Your response should be a single word: either "factual" or "hallucinated", and it should not include any other text or characters.
"hallucinated" indicates that the answer provides factually inaccurate information to the query based on the reference text.
"factual" indicates that the answer to the question is correct relative to the reference text, and does not contain made up information.
Please read the query and reference text carefully before determining your response.
Now you are ready to give your eval LLM the queries from your golden dataset and have it label hallucinations. When you look at the results, remember that there should be class imbalance. You want to track precision and recall instead of overall accuracy.

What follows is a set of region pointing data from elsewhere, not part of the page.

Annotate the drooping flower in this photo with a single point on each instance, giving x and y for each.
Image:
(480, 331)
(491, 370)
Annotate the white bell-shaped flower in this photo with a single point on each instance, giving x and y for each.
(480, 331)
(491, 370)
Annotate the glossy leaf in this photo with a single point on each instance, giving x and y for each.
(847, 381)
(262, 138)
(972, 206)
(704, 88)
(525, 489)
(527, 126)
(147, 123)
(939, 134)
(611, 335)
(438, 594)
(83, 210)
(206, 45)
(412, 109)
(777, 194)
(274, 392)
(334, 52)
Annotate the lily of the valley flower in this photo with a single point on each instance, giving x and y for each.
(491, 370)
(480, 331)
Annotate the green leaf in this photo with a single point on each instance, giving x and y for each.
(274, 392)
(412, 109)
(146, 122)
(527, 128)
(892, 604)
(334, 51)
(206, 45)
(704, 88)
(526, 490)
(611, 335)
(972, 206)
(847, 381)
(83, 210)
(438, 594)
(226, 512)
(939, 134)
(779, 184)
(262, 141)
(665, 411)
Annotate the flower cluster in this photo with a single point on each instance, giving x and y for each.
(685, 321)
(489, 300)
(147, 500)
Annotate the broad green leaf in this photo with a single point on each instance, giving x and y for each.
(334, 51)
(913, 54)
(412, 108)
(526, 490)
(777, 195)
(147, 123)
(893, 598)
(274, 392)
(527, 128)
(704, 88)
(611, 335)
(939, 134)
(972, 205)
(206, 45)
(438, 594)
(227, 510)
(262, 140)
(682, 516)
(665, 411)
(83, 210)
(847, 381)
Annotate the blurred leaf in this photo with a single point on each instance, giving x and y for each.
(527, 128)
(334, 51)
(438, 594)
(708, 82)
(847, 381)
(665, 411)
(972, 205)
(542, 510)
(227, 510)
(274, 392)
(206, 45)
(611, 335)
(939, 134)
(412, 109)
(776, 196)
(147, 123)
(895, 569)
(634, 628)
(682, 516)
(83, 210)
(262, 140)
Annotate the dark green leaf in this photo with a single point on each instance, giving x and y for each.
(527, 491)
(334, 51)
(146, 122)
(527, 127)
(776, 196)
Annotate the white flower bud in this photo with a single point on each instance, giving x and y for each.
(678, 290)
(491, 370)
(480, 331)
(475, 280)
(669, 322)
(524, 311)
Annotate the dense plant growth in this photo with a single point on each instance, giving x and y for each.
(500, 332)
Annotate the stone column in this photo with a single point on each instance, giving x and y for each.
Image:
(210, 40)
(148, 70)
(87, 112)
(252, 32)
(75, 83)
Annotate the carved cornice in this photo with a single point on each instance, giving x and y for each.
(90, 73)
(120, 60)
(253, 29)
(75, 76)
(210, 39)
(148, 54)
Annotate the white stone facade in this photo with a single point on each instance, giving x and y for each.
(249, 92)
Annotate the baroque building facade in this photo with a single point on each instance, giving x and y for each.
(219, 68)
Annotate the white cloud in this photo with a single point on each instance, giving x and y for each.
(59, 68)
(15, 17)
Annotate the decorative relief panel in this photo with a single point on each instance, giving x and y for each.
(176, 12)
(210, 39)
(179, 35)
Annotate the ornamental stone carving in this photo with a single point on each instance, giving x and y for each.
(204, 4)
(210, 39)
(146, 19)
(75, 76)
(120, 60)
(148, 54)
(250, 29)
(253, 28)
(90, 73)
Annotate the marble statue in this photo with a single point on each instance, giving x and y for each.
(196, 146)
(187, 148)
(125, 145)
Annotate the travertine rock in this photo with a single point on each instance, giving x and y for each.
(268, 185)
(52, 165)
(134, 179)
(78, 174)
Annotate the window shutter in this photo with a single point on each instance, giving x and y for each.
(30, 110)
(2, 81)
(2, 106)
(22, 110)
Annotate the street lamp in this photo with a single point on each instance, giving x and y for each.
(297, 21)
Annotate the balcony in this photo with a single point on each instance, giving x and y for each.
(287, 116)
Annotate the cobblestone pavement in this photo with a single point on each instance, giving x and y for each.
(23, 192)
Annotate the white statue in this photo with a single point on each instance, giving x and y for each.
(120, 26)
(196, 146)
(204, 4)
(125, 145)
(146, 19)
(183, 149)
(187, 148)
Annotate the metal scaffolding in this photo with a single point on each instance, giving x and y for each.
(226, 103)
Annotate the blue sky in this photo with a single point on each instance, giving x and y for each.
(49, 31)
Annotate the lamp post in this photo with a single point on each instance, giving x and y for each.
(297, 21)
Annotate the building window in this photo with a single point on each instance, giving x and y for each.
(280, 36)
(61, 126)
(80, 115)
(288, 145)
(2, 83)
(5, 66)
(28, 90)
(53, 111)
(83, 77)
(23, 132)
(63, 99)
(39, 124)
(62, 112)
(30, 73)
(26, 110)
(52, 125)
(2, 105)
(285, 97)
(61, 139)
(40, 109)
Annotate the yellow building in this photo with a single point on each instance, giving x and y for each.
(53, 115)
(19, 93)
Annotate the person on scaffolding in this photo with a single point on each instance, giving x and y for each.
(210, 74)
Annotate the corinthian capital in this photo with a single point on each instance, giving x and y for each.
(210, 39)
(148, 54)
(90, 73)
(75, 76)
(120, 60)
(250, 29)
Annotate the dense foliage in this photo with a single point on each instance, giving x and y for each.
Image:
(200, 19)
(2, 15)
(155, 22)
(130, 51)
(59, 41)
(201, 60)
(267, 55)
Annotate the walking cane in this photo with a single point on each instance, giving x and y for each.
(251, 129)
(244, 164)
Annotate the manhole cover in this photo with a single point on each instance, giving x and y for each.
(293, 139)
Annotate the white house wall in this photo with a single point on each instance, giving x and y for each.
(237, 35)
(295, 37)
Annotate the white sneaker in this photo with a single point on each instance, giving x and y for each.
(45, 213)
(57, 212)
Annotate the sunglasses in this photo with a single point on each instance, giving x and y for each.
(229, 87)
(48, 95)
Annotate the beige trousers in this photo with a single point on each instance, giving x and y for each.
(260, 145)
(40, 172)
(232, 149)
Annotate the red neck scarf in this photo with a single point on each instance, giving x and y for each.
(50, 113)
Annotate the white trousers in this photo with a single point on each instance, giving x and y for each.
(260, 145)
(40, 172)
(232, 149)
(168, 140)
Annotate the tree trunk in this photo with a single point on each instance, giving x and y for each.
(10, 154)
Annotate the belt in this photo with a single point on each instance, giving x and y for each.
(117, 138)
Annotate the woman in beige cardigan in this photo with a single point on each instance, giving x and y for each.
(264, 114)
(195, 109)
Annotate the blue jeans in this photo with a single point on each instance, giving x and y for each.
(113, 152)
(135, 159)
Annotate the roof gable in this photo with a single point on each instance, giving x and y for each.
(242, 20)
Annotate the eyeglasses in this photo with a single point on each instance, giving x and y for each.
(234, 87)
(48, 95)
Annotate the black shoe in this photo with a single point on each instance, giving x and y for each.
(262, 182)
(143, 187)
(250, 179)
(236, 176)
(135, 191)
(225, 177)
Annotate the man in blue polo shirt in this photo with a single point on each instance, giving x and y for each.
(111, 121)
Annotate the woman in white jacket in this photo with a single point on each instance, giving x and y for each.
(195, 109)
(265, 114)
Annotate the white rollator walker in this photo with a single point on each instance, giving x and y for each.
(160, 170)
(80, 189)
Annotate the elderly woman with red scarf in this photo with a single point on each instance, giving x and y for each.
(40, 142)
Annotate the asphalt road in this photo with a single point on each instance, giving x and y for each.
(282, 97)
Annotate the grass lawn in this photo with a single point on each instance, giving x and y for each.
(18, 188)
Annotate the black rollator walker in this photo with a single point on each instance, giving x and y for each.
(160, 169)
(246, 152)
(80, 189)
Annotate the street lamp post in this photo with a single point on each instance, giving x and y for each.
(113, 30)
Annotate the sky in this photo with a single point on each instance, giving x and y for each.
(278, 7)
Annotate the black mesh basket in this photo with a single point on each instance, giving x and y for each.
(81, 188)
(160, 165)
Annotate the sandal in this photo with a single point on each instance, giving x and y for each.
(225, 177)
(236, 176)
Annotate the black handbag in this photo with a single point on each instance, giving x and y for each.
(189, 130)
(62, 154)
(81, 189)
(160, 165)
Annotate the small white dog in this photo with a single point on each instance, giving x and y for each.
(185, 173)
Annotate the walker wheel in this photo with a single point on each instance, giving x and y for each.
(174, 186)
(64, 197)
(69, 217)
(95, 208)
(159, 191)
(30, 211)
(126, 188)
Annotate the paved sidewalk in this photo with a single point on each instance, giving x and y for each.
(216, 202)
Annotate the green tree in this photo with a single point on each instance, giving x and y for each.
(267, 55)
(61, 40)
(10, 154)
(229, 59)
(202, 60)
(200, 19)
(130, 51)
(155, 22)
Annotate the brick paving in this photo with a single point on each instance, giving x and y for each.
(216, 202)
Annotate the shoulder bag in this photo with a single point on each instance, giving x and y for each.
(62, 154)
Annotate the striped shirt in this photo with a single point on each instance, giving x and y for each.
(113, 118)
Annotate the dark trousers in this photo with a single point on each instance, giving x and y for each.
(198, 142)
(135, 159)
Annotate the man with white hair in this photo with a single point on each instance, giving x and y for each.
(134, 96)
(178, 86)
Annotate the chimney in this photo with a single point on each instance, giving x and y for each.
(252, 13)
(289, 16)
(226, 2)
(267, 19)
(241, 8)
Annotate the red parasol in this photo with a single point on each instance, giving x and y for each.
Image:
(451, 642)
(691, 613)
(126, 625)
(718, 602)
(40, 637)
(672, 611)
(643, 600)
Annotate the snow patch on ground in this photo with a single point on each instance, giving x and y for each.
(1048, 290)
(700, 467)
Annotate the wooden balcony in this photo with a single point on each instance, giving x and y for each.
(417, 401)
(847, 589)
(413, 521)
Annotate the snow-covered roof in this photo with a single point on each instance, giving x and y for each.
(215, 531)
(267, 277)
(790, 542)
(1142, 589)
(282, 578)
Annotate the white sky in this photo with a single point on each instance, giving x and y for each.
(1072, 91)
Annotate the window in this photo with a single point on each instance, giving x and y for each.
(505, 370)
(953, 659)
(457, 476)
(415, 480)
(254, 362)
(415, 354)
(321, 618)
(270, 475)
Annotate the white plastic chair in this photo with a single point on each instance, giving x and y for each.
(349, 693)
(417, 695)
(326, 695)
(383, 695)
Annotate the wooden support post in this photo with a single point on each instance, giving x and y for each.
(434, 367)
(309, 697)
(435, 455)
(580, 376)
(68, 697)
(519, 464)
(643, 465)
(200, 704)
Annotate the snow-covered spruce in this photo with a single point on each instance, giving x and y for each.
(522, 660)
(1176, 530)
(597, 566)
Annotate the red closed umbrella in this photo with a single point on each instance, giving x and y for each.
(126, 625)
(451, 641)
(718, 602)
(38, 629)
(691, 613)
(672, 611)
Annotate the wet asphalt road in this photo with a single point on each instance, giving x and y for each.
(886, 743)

It is very useful to construct a confusion matrix and plot it visually. When you have such a plot, you can feel reassurance about your LLM’s performance. If the performance is not to your satisfaction, you can always optimize the prompt template.
After the eval is built, you now have a powerful tool that can label all your data with known precision and recall. You can use it to track hallucinations in your system both during development and production phases.
Let’s sum up the differences between task and model evaluations.
Ultimately, both model evaluations and task evaluations are important in putting together a functional LLM system. It is important to understand when and how to apply each. For most practitioners, the majority of their time will be spent on task evals, which provide a measure of system performance on a specific task.